Like Saddam Hussein? I don't think so.
> I do value a cultural and moral elite of
> respected people like Rabbis and the Pope and also respected family members
> and friends - people you can turn to when you aren't sure what to do, who
> can help you not only figure out what a person should do in the situation
> at hand but also teach how to be wise. It's not incompatible with a free
> market, is it? Even if their moral precepts are enacted as laws, and even
> if those laws are enforced. I also believe in electing people to office
> who are moral and upstanding people who set a good example. (And I oppose
> witch hunts that expose people's transgressions, moral transgressions
> should be not spoken of)
You, as a free individual, can turn to whoever you want for moral advice.
That's what I meant by a free market. But, those who commit crimes
are moral transgressors and should be pointed out, punished and in
some cases, jailed--all within a judicial system based on a constitution
that protects the individual's human, i.e., intellectual rights, such as trial
by jury.
> >So you must be in favor of the President's across the board tax cut.

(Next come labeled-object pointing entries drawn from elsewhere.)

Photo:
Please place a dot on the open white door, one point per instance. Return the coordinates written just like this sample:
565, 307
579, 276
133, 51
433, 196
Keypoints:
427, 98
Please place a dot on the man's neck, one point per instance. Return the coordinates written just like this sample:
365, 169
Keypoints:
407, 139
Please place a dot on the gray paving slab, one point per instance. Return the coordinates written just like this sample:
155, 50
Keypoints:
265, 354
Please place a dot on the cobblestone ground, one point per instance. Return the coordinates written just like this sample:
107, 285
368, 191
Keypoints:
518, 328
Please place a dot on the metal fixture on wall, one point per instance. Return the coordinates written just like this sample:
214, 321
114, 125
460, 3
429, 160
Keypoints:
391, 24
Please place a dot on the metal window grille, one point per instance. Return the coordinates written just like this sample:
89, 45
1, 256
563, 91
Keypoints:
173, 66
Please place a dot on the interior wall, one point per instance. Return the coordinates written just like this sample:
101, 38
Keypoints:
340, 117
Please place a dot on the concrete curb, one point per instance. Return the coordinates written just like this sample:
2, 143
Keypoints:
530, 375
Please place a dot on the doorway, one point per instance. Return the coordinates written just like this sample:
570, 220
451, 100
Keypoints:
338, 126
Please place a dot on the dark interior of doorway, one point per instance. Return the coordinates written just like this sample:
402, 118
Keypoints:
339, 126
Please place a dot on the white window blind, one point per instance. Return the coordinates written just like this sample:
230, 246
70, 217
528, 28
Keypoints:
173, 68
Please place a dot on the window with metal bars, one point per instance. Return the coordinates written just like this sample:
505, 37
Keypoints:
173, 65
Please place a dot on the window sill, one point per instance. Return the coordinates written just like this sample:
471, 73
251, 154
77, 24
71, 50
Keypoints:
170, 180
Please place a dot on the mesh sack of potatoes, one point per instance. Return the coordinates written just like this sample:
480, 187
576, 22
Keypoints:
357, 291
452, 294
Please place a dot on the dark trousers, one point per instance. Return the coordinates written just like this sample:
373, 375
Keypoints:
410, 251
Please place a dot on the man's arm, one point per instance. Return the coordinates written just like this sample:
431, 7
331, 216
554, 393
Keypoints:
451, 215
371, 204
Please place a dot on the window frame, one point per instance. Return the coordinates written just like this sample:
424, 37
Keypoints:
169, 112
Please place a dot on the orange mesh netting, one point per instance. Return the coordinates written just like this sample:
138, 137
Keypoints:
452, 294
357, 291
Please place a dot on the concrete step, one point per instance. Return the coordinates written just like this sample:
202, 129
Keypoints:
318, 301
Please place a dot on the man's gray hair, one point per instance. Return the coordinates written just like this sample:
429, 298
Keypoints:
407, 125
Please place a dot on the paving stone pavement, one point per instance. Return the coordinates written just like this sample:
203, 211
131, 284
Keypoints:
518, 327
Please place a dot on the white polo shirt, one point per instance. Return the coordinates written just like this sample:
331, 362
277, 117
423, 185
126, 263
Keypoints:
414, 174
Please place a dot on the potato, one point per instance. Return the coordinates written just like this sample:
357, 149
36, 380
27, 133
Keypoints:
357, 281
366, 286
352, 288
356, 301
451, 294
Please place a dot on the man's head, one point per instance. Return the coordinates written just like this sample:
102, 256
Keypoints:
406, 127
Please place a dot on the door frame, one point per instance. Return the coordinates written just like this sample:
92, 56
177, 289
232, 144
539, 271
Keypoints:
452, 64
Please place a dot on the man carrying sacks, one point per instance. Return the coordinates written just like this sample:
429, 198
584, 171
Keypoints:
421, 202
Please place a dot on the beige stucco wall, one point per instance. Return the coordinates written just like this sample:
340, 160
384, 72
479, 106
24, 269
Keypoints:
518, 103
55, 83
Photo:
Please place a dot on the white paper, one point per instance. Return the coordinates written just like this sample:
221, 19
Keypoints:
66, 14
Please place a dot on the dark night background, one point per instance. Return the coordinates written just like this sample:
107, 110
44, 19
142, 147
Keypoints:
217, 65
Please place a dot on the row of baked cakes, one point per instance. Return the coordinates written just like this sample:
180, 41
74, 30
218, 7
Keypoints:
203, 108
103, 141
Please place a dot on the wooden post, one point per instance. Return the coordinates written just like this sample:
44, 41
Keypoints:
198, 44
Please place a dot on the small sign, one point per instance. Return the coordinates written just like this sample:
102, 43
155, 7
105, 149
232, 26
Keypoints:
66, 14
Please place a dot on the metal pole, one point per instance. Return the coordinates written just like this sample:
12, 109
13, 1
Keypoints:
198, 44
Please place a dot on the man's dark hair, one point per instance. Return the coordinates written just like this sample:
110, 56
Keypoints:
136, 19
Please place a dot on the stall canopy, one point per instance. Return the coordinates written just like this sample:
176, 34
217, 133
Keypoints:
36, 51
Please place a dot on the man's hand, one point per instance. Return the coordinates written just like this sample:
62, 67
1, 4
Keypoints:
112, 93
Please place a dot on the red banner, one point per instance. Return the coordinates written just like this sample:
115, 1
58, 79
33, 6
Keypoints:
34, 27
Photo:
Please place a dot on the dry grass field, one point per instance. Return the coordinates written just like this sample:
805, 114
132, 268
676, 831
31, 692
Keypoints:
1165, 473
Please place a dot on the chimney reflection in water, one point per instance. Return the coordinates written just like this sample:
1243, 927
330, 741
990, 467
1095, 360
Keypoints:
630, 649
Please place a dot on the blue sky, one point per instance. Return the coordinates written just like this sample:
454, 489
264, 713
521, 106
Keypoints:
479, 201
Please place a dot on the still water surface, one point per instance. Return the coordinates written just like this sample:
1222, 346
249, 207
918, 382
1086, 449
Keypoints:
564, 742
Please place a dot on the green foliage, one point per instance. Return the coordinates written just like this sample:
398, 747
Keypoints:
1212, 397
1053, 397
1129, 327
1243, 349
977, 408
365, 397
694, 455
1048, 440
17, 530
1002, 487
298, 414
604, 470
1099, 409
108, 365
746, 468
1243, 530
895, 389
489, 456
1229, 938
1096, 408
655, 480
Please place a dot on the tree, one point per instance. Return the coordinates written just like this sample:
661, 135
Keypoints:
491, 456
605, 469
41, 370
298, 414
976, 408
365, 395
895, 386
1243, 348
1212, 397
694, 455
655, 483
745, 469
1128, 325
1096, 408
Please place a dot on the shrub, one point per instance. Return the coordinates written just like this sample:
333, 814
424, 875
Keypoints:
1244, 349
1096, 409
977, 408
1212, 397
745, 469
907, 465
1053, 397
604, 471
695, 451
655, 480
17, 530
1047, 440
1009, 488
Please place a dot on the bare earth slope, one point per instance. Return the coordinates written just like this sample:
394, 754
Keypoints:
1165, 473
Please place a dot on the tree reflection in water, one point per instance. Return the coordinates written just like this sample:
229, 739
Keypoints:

I am.
>
> I just hope it cuts the taxes of some of my friends who make about 16 grand
> a year but still have to come up with whopping FICA and state taxes.
> Payroll taxes shoud be cut too, these people can't afford to go to movies
> or eat out at restaraunts, yet they work full time at jobs we depend on
> (well, coffee shops and record stores).
I agree. Let's get rid of Social Security, Medicare and Medicaid. It's
draining lower income people (who don't pay income taxes). By taking
some of the money they would get by eliminating those taxes and
putting it into private insurance and savings plans, they'll do a lot better
in the long run. Being dependent on government for a handout is not the
way to freedom, either economic or political.